Brands shift content budgets to AI visibility instead of buying AI search ads

AI search ad spending is forecast to be the fastest growing channel, but brands are routing budgets to organic visibility strategies while paid placement ROI remains unclear.

Categorized in: AI News Marketing
Published on: Jun 22, 2026
Brands shift content budgets to AI visibility instead of buying AI search ads

The AI search boom is pushing marketing dollars toward content and creators, not yet toward paid AI search ads. WPP forecasts AI search advertising will become the industry's fastest growing channel, but most brands are currently routing budgets to organic visibility strategies - hiring agencies, funding creator partnerships, and retooling content for large language models - while they wait for clearer ROI metrics on paid placements.

David Dweck, president at Go Fish Digital, said the shift is "more of a shift from organic to organic than from paid." Brands are repurposing money that previously funded website improvements and content production to ensure that material is better geared toward LLMs. Dweck said some clients are spending marginally more on these efforts, but not carving out massive percentages of paid media budgets.

Brands test the waters with mixed approaches

Butterball hired agency Carmichael Lynch this year partly for its AI visibility capabilities. Kyle Lock, vp of marketing at Butterball, said the brand's relatively small team made that capability "a critical success factor for choosing a partner in the space." Butterball is also testing Google AI Max for summer recipe and grilling terms to boost visibility in Google's AI Overviews and AI Mode.

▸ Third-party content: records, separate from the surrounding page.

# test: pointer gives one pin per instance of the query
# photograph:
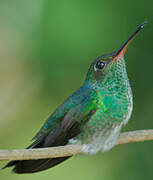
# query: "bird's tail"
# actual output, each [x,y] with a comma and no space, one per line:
[31,166]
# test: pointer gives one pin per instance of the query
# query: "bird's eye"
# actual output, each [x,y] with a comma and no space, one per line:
[100,65]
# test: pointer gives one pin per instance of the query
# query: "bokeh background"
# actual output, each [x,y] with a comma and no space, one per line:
[46,47]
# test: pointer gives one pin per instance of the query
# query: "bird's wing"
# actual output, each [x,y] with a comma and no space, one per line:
[68,118]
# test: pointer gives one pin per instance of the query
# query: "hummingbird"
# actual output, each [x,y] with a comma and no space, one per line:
[92,117]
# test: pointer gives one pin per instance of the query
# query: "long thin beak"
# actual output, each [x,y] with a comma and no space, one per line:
[123,48]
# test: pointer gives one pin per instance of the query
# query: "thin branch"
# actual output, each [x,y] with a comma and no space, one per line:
[70,150]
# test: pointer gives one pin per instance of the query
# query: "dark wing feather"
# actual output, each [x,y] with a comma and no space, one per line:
[67,128]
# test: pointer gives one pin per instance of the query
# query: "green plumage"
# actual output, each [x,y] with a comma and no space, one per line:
[92,116]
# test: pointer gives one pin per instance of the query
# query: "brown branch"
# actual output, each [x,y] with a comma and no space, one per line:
[70,150]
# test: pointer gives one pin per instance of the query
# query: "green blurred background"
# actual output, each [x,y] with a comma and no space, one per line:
[46,47]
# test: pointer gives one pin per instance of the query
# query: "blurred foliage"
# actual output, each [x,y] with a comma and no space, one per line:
[45,50]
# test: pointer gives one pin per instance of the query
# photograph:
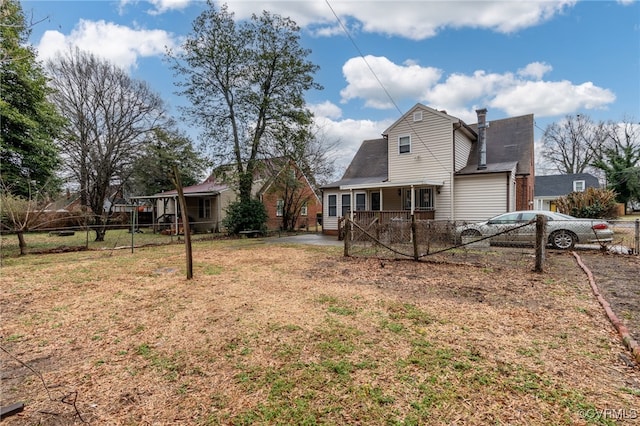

Priceline is betting on influencers and content creators to offer authentic storytelling that may enhance AI discoverability. Lesley Klein, svp of strategy and brand marketing, said the online travel agency has increased social spend across TikTok, Meta, Pinterest and other platforms. The increase isn't solely for AI visibility, she said, but "it certainly plays a role." Priceline has also set aside some budget for a ChatGPT ads pilot as part of a broader effort to understand LLMs and the new consumer shopping journey, according to Toby Korner, svp of digital marketing and pricing.

Organic playbooks get dusted off

Agency executives remain cautious about dedicated AI visibility budgets. Joseph Levi, CEO and co-founder of Noise Media Group, pointed to persistent attribution challenges. "At the moment, it's very much focused on the organic side," Levi said. "Across all agencies, across all software, attribution is difficult because AI is an answer, whereas search is a click."

Dweck recommends brands invest in organic strategies now "and then be ready to turn on the spigot once the ads are widely adopted and available and functioning the right way." The approach echoes older organic marketing playbooks, adapted for a moment when AI-generated answers are cannibalizing website traffic, clicks, and conversions - but paid AI search inventory remains nascent.

For marketing professionals building skills in this shifting environment, the AI Learning Path for Marketing Managers covers how to adapt strategies as AI search reshapes discovery and attribution. Broader resources on AI for Marketing also address the practical steps teams are taking to influence how brands appear in LLM-generated answers.

Why this matters for marketers

The window for organic AI visibility is open now, and it won't stay free forever. Brands that invest in high-quality, human-generated content structured for LLMs can build presence inside AI-generated answers before paid placements become the default. Once ad inventory matures and attribution improves, the cost of entry will rise. The brands that did the organic work early will have both the visibility and the data to decide when to turn on paid spend.